To Cut Health-Care Costs, Put the Doctors on Salary

DANIEL S. GREENBERG

February 10, 1992|By DANIEL S. GREENBERG

WASHINGTON. — "Extreme remedies are very appropriate for very extreme diseases.'' That rule, laid down 2,500 years ago by Hippocrates, the father of medicine, is not reflected in the timid tinkerings with the health-care system offered by President Bush and his Democratic rivals.

Does anyone believe that another round of scrimping in the patchy Medicare and Medicaid systems will put health-care economics on a sound footing? Or that sick people will become wiser consumers of medical treatment if they have to pay more for insurance? Or that doctors will cooperate with schemes designed to hold down their billings? Or that tax credits will enable millions of impoverished people to buy health insurance?

The perverse genius of the American health-care system is its capacity for spending more and doing less. In 1980 the U.S. spent $249 billion, or 9.1 percent of gross national product, on health care. In that year, 12.5 percent of the population under 65 was not covered by any kind of health insurance. In 1989, the annual health-care bill passed $600 billion, or 11.5 percent of GNP, and the percentage of uninsured climbed to 15.7 percent. The U.S. leads the world in medical spending, but compares poorly with major industrial countries in life expectancy and infant mortality.

The real need in medical economics is to redirect that government and private insurance money toward useful purposes. A first step would be to take the wealth-seeking out of medicine by putting all doctors on very ample salaries, even above today's commonplace medical incomes of $150,000-plus. A mercenary element in medicine? As revealed in advertisements and articles in medical journals, a thriving advisory industry exists to tell doctors how to make money.

Assured income -- even at an average of $200,000 a year -- would be a bargain for the public, and would permit physicians to concentrate on health rather than on new ways to generate patient traffic and dodge the insurance rules. The million-dollar surgeons would be outraged, but sympathy for their plight is limited. The important point is that humane instincts and dedication to patient welfare abound in the ranks of medicine. But too frequently they must contend with monumental student loans and the high costs of comfortable living.

How could doctors be pulled into a salaried scheme? Simple. Pay their way through medical school and promise them an excellent living for quality service. For those already in practice, the lure would be steady, high income with far fewer hassles. Be ready for a stampede.

But doctor income accounts for only about 20 percent of medical expenditures. The big bills are from hospitalization. What can be done about that? In many instances, there's no alternative to hospitalizing a patient. The reality, however, is that the hospital industry remains over-bedded, despite many ward closings in recent years. Profit-seeking or non-profit, hospitals need cash flow and net income to stay afloat. Revenues come from patients, and patients are provided by doctors, who are the only ones who can admit patients.

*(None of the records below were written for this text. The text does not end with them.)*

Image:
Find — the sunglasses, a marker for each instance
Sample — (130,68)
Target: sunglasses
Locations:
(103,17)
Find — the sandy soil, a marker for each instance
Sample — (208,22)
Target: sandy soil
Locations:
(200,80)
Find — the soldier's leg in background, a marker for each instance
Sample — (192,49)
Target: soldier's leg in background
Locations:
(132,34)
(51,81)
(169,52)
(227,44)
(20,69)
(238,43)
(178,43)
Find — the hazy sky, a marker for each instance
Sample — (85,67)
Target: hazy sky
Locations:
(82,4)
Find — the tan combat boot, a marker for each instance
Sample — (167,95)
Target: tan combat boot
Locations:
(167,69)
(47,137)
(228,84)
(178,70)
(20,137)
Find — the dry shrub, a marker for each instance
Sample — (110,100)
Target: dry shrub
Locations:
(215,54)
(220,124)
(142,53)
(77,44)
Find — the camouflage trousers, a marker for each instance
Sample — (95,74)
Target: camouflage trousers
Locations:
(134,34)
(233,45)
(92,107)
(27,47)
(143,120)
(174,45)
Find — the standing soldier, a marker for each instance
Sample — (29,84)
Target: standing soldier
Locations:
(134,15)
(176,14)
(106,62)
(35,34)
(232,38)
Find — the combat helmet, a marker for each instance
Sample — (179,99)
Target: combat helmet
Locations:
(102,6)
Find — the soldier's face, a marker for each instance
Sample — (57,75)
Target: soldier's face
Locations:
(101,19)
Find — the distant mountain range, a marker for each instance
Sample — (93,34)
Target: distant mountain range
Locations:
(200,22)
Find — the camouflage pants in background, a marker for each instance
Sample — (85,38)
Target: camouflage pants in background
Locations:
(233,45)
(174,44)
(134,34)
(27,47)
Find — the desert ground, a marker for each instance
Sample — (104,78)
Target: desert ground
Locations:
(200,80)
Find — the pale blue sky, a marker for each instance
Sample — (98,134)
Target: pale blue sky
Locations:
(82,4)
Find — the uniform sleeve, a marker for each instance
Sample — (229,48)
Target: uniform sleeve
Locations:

According to a study by the nation's largest medical head-hunting firm, Ernst & Young/Jackson and Coker, average hospital revenues per physician from admitted patients rose from $448,000 in 1989 to $513,000 in 1990. ''Primary-care physicians are the lifeblood of hospitals,'' according to Randall W. Gott, the firm's director of research.

''In addition to their own substantial level of admissions and revenue,'' he added, ''primary-care physicians are responsible for a large portion of the admissions and revenue generated by specialists as a result of the extensive referral network they share.

''This is also why,'' he added, ''primary-care physicians are the most highly recruited segment of physicians sought by hospitals and medical groups at this time.''

Doctors play the admissions game because it's essential to their livelihoods. But what if their livelihood were assured, and admissions were made solely on the basis of medical judgment? The change could revolutionize the economics of health care.

Let's try it. Since nothing else works, there's nothing to lose.